Premièrement, l’opposition entre le centre et la droite populiste peut se renforcer et constituer de manière durable le clivage politique majeur.
Deuxièmement, on peut envisager une union politique des « partis antisystème ».
Troisièmement, on peut penser à l’inverse que le clivage traditionnel gauche-droite est appelé à retrouver le caractère structurant qu’il a eu durant de nombreuses décennies.
La lecture de l’ouvrage est des plus stimulantes. Les auteurs parviennent, en 150 pages seulement, à fournir et synthétiser de nombreuses informations empiriques sur la dynamique politique non seulement française mais aussi occidentale. Le recours massif à des représentations graphiques simples mais éminemment parlantes contribue grandement à l’efficacité de l’ouvrage.
Les critiques que l’on peut adresser à l’ouvrage portent essentiellement sur le travail de conceptualisation et l’effort d’interprétation des données. Rien ne justifie que le terme de populisme soit réservé à la droite antisystème. Certaines formulations et interprétations laissent songeur. Il est malvenu ou naïf de prétendre que Macron était un candidat « sans passé politique » (p. 38). L’affirmation selon laquelle le vote de classe serait en partie « une illusion » pour des candidats comme Le Pen et Macron mériterait une plus grande analyse (p. 105).

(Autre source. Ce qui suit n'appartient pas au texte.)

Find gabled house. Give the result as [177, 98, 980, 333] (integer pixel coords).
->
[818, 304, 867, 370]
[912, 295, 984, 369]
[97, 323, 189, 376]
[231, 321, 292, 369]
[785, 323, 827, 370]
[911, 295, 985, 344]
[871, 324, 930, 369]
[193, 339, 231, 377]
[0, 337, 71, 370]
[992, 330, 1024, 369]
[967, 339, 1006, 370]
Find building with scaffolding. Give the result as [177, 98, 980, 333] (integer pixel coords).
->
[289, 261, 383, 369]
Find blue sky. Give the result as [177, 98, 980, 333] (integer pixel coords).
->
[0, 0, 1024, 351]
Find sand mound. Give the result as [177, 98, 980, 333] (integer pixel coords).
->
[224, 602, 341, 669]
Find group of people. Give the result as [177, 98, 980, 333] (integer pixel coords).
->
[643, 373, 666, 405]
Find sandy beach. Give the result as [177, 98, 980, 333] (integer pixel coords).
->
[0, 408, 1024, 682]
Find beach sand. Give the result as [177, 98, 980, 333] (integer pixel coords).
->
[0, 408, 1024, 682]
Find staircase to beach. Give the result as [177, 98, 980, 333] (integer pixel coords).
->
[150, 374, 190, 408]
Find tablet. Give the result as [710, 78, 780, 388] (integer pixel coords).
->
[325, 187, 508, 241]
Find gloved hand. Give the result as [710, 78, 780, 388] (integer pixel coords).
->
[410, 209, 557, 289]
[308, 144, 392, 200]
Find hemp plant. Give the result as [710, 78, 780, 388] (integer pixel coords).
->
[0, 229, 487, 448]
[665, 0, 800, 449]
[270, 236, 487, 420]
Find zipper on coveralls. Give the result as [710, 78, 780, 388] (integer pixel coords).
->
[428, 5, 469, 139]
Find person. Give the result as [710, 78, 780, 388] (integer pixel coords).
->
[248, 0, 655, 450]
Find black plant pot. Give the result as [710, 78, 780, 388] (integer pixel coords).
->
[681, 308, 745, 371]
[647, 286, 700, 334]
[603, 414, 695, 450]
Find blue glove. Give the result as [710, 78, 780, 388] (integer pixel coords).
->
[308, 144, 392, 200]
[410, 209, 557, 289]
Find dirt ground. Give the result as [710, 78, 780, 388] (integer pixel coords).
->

Certes les auteurs sont convaincant lorsqu’ils expliquent que la prise en compte des variables individuelles subjectives fait perdre son pouvoir explicatif à la variable « catégorie socioprofessionnelle ». Toutefois, ils ont eux-mêmes montré ailleurs dans l’ouvrage l’importance de la corrélation entre la trajectoire socioprofessionnelle et les niveaux déclarés de bien-être et de confiance interpersonnelle. Un travail d’analyse sur les phénomènes de causalités cumulatives aurait été bienvenu.
Ouvrage recensé– Yann Algan, Elizabeth Beasley, Daniel Cohen et Martial Foucault, Les Origines du populisme, Paris, Seuil, coll. « La République des idées », 2019.
Autres pistes– Yann Algan et al., "The European trust crisis and the rise of populism.", Brookings Papers on Economic Activity, 2017.2 (2017): 309-400.– Paul Collier, The Future of Capitalism: Facing the New Anxieties, Penguin UK, 2018.– Dani Rodrik, "Populism and the Economics of Globalization.", Journal of International Business Policy, 1.1-2 (2018): 12-33.